Tuesday, November 18, 2008

The beginnings

I had already picked my papers for 2008, first semester (at MIT). One of the lecturers (Mike Lopez) ah.. 'strongly encouraged' me to switch a paper and enrol in the newly offered paper Games Design Level 6. I wasn't to hard to persuade as it sounded far more interesting than Quality Assurance!

XNA 2.0 had been released only a few months before hand so it was certainly a cutting edge paper. We didn't have a text book as there weren't a lot available. The lecturer had spent his summer studying XNA and putting together a series of modules for us to work through.

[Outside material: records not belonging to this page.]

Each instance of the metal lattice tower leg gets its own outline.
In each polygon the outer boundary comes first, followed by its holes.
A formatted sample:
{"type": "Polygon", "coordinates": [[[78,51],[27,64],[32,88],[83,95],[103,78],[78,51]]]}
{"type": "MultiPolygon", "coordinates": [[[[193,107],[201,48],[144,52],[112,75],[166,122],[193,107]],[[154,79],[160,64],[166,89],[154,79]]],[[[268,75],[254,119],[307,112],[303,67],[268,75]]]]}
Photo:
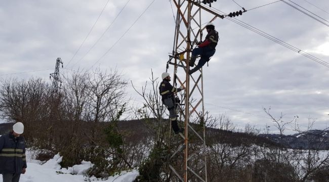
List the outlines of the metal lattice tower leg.
{"type": "MultiPolygon", "coordinates": [[[[223,17],[201,5],[199,1],[173,1],[177,8],[177,13],[173,51],[169,56],[168,65],[174,66],[176,76],[173,79],[174,85],[184,85],[186,89],[182,101],[185,102],[182,115],[185,118],[185,135],[181,135],[185,144],[184,161],[181,161],[184,162],[183,169],[175,168],[169,164],[177,177],[171,180],[176,181],[178,178],[184,182],[207,181],[202,70],[201,68],[189,75],[189,61],[192,50],[196,47],[195,42],[202,40],[201,11],[205,10],[215,16],[211,21],[223,17]]],[[[177,150],[171,158],[182,148],[177,150]]]]}
{"type": "Polygon", "coordinates": [[[55,72],[53,73],[50,73],[50,76],[49,78],[54,78],[53,80],[53,88],[52,92],[55,93],[57,93],[58,89],[61,88],[60,86],[62,84],[62,80],[61,79],[61,76],[59,74],[59,64],[62,64],[62,67],[63,67],[63,62],[61,58],[57,58],[56,60],[56,64],[55,67],[55,72]]]}

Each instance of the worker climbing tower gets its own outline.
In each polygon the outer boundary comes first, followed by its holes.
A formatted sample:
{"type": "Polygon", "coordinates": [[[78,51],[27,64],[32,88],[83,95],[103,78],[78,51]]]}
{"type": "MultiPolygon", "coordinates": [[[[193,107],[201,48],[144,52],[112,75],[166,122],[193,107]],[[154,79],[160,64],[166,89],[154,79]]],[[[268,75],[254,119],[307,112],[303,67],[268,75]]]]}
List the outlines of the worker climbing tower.
{"type": "Polygon", "coordinates": [[[173,158],[182,152],[184,157],[180,161],[182,165],[169,162],[169,168],[175,174],[170,181],[178,181],[177,179],[184,182],[208,181],[207,160],[209,159],[206,158],[202,68],[191,75],[188,72],[191,52],[202,39],[203,25],[217,17],[224,17],[209,8],[211,3],[216,1],[173,0],[177,12],[173,52],[169,55],[167,70],[173,66],[173,85],[183,85],[186,89],[182,97],[184,104],[180,112],[177,112],[184,121],[184,134],[181,135],[183,145],[176,149],[170,157],[173,158]],[[201,12],[204,11],[215,17],[202,22],[201,12]],[[182,169],[178,168],[181,167],[182,169]]]}
{"type": "Polygon", "coordinates": [[[59,74],[59,64],[62,64],[62,67],[63,67],[63,62],[61,58],[57,58],[56,59],[56,64],[55,67],[55,72],[50,73],[49,78],[51,79],[52,77],[54,78],[53,80],[53,85],[52,88],[52,92],[54,93],[57,93],[58,89],[61,88],[60,86],[62,85],[62,80],[61,79],[60,75],[59,74]]]}

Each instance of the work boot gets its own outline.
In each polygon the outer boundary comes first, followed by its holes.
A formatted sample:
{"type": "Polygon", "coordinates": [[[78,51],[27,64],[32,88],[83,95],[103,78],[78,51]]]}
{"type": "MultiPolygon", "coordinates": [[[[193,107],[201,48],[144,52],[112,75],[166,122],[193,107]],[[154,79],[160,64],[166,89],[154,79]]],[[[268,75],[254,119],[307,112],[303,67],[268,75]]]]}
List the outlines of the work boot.
{"type": "Polygon", "coordinates": [[[191,70],[188,70],[188,74],[192,74],[192,73],[195,72],[195,71],[198,70],[200,68],[201,68],[202,66],[199,66],[199,65],[196,65],[195,67],[191,70]]]}
{"type": "Polygon", "coordinates": [[[194,63],[195,62],[196,59],[196,56],[194,56],[193,55],[192,55],[191,56],[191,59],[190,59],[190,62],[188,63],[188,65],[190,65],[190,67],[194,66],[194,63]]]}

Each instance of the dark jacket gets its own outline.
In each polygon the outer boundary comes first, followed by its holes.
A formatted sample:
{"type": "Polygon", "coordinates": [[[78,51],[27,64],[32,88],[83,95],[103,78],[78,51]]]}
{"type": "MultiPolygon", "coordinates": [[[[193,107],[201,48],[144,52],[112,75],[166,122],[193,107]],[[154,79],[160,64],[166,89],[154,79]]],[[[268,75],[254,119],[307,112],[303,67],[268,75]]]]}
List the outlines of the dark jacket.
{"type": "Polygon", "coordinates": [[[24,137],[16,139],[12,132],[0,136],[0,173],[21,173],[26,168],[24,137]]]}
{"type": "Polygon", "coordinates": [[[209,33],[205,36],[204,41],[210,42],[209,46],[215,49],[216,46],[217,46],[217,42],[218,42],[218,32],[215,30],[210,30],[209,33]]]}
{"type": "Polygon", "coordinates": [[[173,94],[182,90],[181,88],[176,88],[173,86],[166,79],[163,79],[161,82],[159,89],[160,90],[160,95],[162,96],[162,101],[166,99],[171,98],[173,96],[173,94]]]}

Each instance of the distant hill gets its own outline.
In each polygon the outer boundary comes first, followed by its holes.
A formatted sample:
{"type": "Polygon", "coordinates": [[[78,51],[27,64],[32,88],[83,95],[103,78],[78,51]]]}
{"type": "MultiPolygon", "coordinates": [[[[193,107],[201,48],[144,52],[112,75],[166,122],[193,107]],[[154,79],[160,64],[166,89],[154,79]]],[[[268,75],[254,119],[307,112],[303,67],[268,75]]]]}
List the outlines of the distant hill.
{"type": "Polygon", "coordinates": [[[261,134],[258,136],[268,139],[285,147],[293,149],[329,150],[329,130],[311,130],[293,135],[261,134]]]}
{"type": "Polygon", "coordinates": [[[13,122],[0,123],[0,135],[6,134],[12,130],[14,124],[13,122]]]}

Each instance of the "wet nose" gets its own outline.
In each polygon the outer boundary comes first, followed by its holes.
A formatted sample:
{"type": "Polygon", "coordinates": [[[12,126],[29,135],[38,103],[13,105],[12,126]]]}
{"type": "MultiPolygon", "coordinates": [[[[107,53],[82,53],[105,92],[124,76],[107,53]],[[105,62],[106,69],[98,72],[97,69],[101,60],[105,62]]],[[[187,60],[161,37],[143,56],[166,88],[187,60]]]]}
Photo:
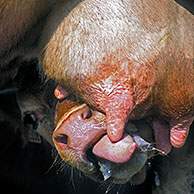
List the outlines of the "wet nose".
{"type": "Polygon", "coordinates": [[[66,112],[53,133],[57,149],[72,149],[85,155],[87,149],[106,133],[104,119],[102,113],[91,110],[86,104],[66,112]]]}

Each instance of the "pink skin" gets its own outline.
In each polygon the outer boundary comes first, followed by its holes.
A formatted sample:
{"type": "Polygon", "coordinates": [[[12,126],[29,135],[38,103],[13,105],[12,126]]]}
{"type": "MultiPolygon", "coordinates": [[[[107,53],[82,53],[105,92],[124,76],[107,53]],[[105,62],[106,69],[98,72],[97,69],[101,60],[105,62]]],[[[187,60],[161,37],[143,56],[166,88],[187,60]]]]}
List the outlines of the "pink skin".
{"type": "Polygon", "coordinates": [[[93,153],[100,158],[114,163],[124,163],[129,161],[136,148],[137,144],[127,134],[116,143],[112,143],[108,136],[105,135],[95,144],[93,153]]]}
{"type": "Polygon", "coordinates": [[[174,147],[180,148],[185,144],[193,119],[190,114],[179,120],[170,121],[170,141],[174,147]]]}
{"type": "MultiPolygon", "coordinates": [[[[82,1],[58,26],[43,64],[48,76],[106,114],[116,143],[129,120],[177,120],[192,111],[192,24],[174,1],[82,1]]],[[[170,127],[153,125],[157,146],[169,152],[174,125],[170,138],[170,127]]]]}

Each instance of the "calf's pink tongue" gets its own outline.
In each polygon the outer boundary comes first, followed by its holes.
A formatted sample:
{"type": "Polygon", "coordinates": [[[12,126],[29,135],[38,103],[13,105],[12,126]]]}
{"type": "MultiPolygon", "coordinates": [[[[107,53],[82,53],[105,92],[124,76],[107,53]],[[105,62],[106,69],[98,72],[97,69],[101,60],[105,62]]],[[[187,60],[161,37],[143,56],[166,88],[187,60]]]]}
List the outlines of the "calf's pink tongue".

The first series (2D) covered:
  • Input Management
  • Audio Management
  • Menus messages and data entry
  • Sprites, 2D camera and scrolling backgrounds

Second series (3D) covered:
  • Introduction to 3D worlds
  • The content pipeline
  • 3D models and animation
  • Movement and collision detection
  • Terrain maps and skydomes

The basic idea was that over the duration of the paper we would each build up the basics of a game engine. The idea of “do it once, do it right, so then you can forget about it” was stressed over and over. Because of this, we ended up creating a lot of Manager classes.

Mentioning Classes.. For anyone considering doing XNA (or any games) programming, I can't stress enough the benefit of Object Oriented methodology!

Next few posts will cover more of my XNA experience over the last year. Hopefully I will be able to share some of what I've learnt.